E’ riemerso anche il problema della rivisitazione degli estimi catastali, con particolare riferimento alle tasse pagate fino ad oggi e per il futuro.

Infine il sindaco, che ha chiarito come Fiumicino non stia facendo “alcuna nuova richiesta al di fuori delle previsioni di carattere urbanistico approvate da anni e nel pieno della legalità“. Dunque niente dietrologie su chissà quali speculazioni cementifere in arrivo, ma una lotta per l’esistente. Particolare non trascurabile: “Su quella piantina del decreto in arrivo, ci sono anche parti di piste aeroportuali”. Altro che sviluppo del Da Vinci, secondo quelle piantine le piste andrebbero fermate…

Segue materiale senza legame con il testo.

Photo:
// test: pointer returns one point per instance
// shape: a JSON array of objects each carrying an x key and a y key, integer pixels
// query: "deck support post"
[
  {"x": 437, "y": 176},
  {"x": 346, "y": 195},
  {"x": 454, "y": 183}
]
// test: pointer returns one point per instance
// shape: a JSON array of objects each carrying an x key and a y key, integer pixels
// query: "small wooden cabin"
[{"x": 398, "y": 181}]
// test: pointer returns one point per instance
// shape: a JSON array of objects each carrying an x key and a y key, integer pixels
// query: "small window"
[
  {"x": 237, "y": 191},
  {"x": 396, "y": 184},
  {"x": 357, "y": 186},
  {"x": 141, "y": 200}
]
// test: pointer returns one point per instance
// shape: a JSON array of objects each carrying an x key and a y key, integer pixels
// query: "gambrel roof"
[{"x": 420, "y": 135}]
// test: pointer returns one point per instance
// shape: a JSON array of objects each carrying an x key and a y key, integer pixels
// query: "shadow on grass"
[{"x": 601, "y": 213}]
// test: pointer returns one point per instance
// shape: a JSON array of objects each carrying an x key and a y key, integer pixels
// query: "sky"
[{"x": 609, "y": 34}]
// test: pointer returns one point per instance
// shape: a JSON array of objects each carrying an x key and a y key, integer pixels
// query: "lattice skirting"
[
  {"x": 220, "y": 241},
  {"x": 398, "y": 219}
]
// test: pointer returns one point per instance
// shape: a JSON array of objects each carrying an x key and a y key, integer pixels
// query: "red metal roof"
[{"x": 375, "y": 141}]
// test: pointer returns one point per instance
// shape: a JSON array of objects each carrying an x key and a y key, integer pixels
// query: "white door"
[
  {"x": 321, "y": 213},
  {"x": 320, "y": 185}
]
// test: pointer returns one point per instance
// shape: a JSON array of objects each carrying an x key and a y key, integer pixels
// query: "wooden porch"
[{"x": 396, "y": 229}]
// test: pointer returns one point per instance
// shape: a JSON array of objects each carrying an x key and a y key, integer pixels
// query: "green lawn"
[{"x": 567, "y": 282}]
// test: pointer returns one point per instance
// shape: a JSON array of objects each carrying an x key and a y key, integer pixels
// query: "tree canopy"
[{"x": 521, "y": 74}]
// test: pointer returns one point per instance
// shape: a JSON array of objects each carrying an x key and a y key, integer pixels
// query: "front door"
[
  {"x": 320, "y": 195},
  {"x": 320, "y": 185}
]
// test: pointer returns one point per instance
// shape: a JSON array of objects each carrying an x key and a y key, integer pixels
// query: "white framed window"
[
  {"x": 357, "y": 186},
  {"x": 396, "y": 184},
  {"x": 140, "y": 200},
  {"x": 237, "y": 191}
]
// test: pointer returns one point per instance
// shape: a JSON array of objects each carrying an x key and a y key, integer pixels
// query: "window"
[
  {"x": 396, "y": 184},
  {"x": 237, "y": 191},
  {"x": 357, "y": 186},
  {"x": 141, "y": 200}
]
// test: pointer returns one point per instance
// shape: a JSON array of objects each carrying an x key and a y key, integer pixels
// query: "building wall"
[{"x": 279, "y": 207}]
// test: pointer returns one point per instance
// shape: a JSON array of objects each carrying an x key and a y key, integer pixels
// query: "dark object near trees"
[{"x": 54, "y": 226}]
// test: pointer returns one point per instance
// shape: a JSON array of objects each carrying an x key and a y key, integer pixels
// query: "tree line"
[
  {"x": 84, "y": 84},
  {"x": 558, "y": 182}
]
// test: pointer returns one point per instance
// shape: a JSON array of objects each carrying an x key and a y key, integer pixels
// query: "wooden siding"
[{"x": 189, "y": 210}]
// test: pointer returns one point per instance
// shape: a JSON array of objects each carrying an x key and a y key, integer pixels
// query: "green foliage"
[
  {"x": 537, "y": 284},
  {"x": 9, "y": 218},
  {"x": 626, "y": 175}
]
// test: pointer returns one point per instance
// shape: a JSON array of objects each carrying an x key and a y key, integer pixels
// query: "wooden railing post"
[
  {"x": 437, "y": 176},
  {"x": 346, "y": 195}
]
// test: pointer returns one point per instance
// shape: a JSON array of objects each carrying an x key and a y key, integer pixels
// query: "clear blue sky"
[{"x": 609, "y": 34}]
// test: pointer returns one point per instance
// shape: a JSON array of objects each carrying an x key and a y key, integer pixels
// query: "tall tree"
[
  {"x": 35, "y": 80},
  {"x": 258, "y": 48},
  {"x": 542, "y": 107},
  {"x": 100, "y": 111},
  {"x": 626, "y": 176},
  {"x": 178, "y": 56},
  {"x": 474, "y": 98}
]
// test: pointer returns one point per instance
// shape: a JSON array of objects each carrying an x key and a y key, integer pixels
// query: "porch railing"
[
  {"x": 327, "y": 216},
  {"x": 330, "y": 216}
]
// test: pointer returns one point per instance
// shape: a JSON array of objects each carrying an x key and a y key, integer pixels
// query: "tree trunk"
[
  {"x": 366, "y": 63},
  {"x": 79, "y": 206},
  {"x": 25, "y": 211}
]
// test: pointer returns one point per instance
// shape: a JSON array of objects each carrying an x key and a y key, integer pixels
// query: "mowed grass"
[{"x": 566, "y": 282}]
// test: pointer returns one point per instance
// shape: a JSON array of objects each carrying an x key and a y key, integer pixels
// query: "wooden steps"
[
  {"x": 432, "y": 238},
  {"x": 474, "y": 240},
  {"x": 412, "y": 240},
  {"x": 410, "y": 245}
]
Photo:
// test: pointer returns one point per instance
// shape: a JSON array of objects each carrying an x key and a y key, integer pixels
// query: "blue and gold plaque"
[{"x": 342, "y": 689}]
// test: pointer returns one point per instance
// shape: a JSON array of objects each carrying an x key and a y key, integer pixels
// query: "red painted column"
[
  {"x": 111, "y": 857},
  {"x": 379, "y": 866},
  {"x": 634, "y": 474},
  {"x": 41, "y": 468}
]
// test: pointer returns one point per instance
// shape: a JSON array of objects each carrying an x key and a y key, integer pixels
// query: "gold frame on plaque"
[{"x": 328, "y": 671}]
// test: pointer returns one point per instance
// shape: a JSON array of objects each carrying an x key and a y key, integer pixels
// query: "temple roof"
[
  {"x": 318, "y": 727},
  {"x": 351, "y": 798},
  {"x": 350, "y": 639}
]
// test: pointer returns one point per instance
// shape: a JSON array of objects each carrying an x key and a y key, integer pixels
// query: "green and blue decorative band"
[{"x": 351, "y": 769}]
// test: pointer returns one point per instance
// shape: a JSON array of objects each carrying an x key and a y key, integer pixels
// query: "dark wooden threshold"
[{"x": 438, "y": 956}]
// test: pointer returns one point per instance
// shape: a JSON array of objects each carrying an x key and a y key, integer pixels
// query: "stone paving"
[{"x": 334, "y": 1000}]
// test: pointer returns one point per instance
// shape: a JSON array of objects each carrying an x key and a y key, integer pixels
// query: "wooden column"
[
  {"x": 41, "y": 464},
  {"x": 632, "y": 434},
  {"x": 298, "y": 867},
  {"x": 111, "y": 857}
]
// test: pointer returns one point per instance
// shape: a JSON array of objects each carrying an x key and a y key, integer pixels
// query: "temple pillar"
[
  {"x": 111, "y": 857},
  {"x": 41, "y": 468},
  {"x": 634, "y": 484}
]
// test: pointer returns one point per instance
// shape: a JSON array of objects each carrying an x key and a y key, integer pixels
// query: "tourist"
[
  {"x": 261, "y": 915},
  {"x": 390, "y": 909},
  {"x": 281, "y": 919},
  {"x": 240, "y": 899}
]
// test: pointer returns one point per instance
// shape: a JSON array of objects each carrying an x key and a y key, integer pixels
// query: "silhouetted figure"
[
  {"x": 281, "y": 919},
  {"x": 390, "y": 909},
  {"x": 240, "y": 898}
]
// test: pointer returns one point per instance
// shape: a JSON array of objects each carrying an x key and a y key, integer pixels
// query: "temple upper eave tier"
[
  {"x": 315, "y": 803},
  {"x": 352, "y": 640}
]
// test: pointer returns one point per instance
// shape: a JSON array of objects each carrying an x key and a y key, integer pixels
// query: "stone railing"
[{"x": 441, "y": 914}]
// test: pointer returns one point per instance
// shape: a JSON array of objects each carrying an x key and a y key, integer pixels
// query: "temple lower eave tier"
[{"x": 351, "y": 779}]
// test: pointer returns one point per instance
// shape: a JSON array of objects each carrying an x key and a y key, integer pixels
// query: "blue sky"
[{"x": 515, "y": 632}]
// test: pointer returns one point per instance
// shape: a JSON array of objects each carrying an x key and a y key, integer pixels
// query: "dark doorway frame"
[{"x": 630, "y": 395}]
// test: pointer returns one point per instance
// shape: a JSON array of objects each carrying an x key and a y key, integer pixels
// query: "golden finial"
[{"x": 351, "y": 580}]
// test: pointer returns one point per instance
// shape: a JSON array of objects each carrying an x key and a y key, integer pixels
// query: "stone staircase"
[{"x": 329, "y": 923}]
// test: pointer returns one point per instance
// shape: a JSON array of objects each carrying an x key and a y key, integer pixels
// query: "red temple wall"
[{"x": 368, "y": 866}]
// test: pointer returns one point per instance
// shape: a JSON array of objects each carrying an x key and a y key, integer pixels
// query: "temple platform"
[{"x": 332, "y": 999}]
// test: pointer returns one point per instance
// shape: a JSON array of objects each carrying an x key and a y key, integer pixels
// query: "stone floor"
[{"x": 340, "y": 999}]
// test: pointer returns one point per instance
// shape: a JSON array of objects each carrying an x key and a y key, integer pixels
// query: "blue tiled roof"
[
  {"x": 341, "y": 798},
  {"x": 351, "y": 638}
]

L’ordine del giorno è stato approvato quasi all’unanimità, con l’astensione del solo M5s.

In chiusura la notizia “bomba”: il Comune è pronto a fare ricorso al Tar e al tribunale delle acque contro la procedura adottata dall’Autorità di Bacino. E’ stata già fatta una lettera cautelativa per stoppare l’approvazione di quella delibera; ma se non sortirà l’effetto sperato si passerà alle carte bollate. “Peraltro subiamo un danno di carattere erariale – ha concluso il Sindaco – per aver chiesto tasse su terreni non edificabili. Dovremo intervenire sulla delibera del 2009, nel merito dei parametri di pagamento rispetto alle aree edificabili previste dal Prg. E questo creerà un danno al Comune per forzature fatte da altri”.